First, after unwrapping the motherboard its components, start with installing the CPU. This component is extremely fragile, as the pins used to hold it in place can get bent very easily if installed too forcefully. In most cases, all you need to do in line up the marked corner of the CPU with the marked corner of its socket on the motherboard and drop it into place. Again, you do not need to add any pressure - if you do it correctly, the CPU should just drop into the socket under its own weight. Then, you can just lock it into place with the lever arm on the motherboard.

Next, install the CPU cooler that comes with the component. Depending on what kind of CPU you get, it can be anything from spreading some thermal paste onto the CPU, to screwing on a cooling component onto the motherboard. Always refer to your CPU manual to properly install your CPU cooling component.

Finally, you can install the RAM. The RAM is a bit easier to install than most components, as it's designed to fit into the slot only one way. Just line up the notch on the RAM stick with the notch in the RAM socket on the motherboard and press it into place. Unlike the CPU, the RAM will require quite a bit of force to get it to lock into place, so don't be afraid to put some pressure on it. (within reason, of course...)

3.) Assembling the Case

Now that you have the motherboard all set up, it's time to put it in the case. But before that, you may want to install the power supply first, as it'll be a little easier to hook up without the motherboard in the way,.

When you're finally ready to install the motherboard, refer to your manual for the specific hook ups and connections. But in most cases, you'll start by installing the face plate, or I/O shield. This "shield" protects the ports of the back of the motherboard, so place it in the case first, then you can finally install the motherboard itself. As with most components, this will usually involve lining up the holes on the motherboard with the pre-drilled holes on the case and screwing it into place. From there, you can start hooking it up to the power supply.
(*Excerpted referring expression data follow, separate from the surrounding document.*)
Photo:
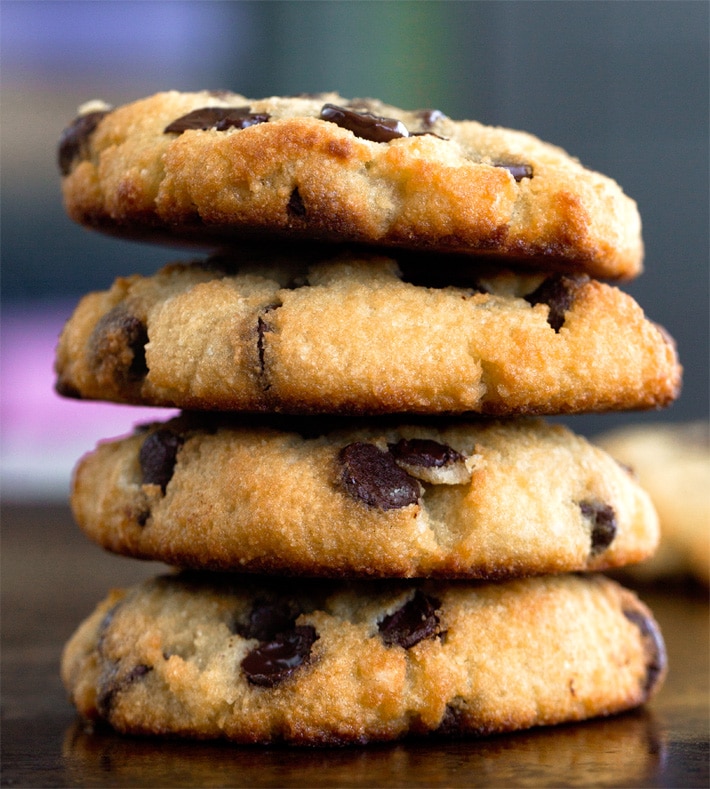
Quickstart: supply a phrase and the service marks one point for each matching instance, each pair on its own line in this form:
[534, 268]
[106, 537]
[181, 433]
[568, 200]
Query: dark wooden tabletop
[52, 577]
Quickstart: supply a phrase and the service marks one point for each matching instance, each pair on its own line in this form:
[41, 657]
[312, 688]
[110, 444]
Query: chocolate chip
[262, 328]
[654, 647]
[218, 118]
[112, 683]
[424, 452]
[518, 171]
[268, 618]
[373, 477]
[118, 346]
[364, 124]
[273, 661]
[74, 140]
[558, 292]
[412, 623]
[158, 455]
[603, 520]
[295, 206]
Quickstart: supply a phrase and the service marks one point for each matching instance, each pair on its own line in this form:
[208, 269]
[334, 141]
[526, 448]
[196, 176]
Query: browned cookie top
[209, 167]
[312, 663]
[354, 333]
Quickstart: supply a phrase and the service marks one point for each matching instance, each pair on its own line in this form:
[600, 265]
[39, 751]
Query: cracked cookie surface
[477, 499]
[334, 662]
[212, 167]
[356, 334]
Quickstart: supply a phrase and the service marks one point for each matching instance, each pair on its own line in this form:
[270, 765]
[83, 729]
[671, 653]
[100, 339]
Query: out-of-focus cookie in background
[672, 462]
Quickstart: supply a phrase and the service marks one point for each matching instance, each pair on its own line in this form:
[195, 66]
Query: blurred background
[623, 86]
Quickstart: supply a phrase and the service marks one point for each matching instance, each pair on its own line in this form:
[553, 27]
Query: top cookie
[209, 167]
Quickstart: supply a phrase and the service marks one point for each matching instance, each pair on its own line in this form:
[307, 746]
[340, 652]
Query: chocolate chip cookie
[672, 462]
[324, 662]
[482, 499]
[213, 167]
[364, 334]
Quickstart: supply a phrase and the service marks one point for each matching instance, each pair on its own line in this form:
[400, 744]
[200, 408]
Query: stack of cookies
[376, 531]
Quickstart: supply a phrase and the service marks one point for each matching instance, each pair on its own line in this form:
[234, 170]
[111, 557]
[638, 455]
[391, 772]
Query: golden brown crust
[352, 336]
[168, 658]
[237, 496]
[302, 177]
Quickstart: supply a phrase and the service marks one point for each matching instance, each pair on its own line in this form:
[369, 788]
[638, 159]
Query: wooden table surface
[52, 577]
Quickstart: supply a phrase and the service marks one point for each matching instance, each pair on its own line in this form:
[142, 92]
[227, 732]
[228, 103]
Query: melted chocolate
[364, 124]
[424, 452]
[158, 455]
[603, 520]
[372, 476]
[412, 623]
[218, 118]
[273, 661]
[74, 140]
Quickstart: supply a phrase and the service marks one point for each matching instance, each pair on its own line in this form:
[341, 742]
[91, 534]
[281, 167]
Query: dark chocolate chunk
[558, 292]
[272, 661]
[603, 520]
[262, 327]
[268, 618]
[219, 118]
[158, 455]
[111, 683]
[424, 452]
[412, 623]
[656, 658]
[518, 171]
[373, 477]
[295, 206]
[364, 124]
[118, 346]
[74, 140]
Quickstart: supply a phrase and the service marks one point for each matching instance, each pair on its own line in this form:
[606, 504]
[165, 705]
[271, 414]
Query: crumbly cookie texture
[469, 499]
[330, 663]
[672, 462]
[354, 334]
[210, 167]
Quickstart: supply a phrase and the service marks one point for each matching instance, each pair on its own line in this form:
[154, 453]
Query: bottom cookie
[326, 662]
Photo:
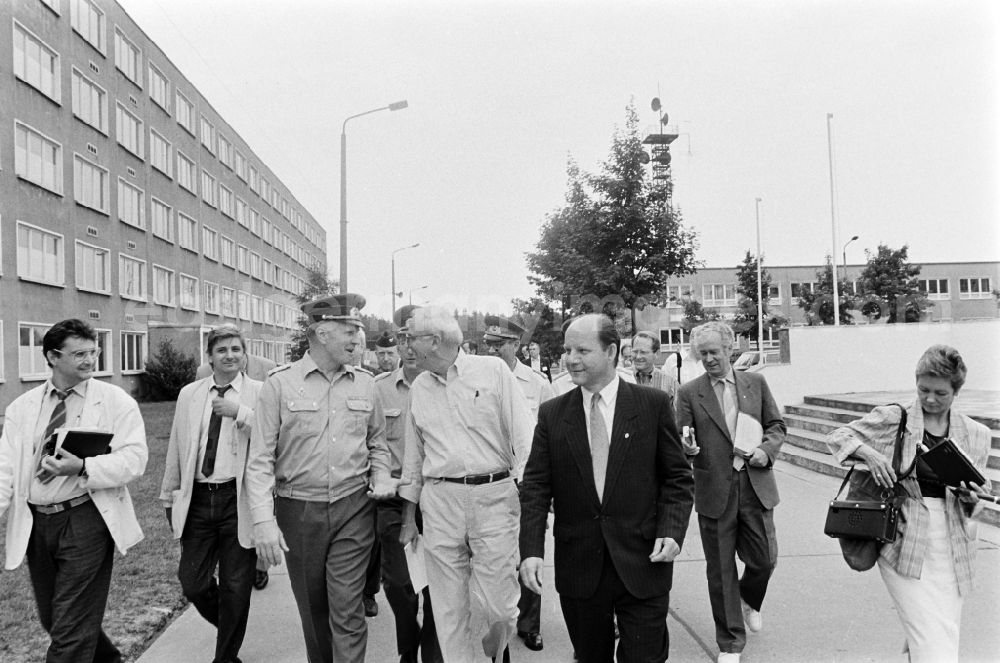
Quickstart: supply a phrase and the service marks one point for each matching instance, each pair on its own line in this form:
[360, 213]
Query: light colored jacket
[877, 429]
[107, 407]
[182, 453]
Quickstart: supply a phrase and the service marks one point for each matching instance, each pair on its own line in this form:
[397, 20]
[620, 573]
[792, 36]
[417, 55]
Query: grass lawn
[145, 593]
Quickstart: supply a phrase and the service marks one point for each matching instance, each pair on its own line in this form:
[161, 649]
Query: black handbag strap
[897, 452]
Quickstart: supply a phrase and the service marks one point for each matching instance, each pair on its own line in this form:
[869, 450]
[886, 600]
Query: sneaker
[752, 618]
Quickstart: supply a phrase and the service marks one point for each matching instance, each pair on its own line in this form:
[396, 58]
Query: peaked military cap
[344, 307]
[386, 341]
[403, 314]
[502, 329]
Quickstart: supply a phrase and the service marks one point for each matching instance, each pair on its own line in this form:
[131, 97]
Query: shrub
[168, 371]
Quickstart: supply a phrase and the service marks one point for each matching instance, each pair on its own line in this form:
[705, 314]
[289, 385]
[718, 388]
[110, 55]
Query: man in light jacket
[68, 514]
[203, 494]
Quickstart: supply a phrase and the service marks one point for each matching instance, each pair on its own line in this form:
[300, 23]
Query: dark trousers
[746, 529]
[373, 574]
[329, 545]
[410, 634]
[70, 557]
[642, 623]
[210, 539]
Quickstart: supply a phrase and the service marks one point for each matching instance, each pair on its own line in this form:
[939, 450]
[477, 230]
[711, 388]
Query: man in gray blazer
[203, 490]
[734, 493]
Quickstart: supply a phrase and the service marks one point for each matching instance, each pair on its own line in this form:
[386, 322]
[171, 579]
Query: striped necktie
[48, 443]
[600, 443]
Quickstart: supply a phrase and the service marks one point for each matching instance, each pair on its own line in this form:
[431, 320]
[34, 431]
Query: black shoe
[532, 641]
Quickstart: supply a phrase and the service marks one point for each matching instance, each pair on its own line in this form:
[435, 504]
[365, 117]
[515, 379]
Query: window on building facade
[163, 286]
[208, 134]
[87, 20]
[162, 220]
[159, 88]
[800, 289]
[36, 63]
[90, 184]
[129, 131]
[209, 193]
[228, 302]
[159, 152]
[241, 165]
[131, 204]
[974, 288]
[185, 112]
[37, 158]
[226, 200]
[188, 292]
[209, 243]
[128, 58]
[936, 289]
[227, 251]
[225, 151]
[31, 361]
[40, 255]
[186, 172]
[211, 298]
[133, 356]
[131, 277]
[90, 102]
[93, 268]
[187, 232]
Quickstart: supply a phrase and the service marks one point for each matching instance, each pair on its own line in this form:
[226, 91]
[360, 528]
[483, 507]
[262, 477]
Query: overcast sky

4.) Installing the Hard Drive and Other Components

Now for the rest of the parts. Each drive is different, but for the most part, the drive will be installed in the case one of two ways. You'll either pull out a hard drive tray, screw the drive onto the tray and slide it back in, or you'll just screw the drive itself into the bay. As always, check your manual for the specifics.

Next up, install your optical drive. Simply slide it into place and screw it into place, easy as that. Don't forget your video card, either! Like with the RAM, the motherboard only has one spot for video cards, so just line in up and snap in into place. Once all the inside components have been installed and connected, you can then add the monitor, keyboard, mouse and speakers.

5.) Plug in it and Power it On

Now comes the tricky part: plugging everything in. I won't go into how every individual cable hooks up, that's what the manual is for, after all. But I will tell you that some of the main cables you should have will be:

  • The 24-pin motherboard cable, which powers the entire motherboard
  • The 4-pin or 8-pin motherboard cable, which powers the CPU
  • SATA power and data cables for the optical drive and hard drives.
  • PCI cables, if you have a particularly powerful video card that requires its own power supply
  • Molex Power Cable, which power other components, like the fans in the case.
  • Various USB, and FireWire connectors for external components.

Now for the moment of truth. Once everything is properly installed and hooked up, plug in the power supply, flip the power switch and cross your fingers. If everything goes according to plan, your computer should boot up no problem. Now, the only thing left to do is install your operating system and clean up. Congratulations, you built your very own working computer!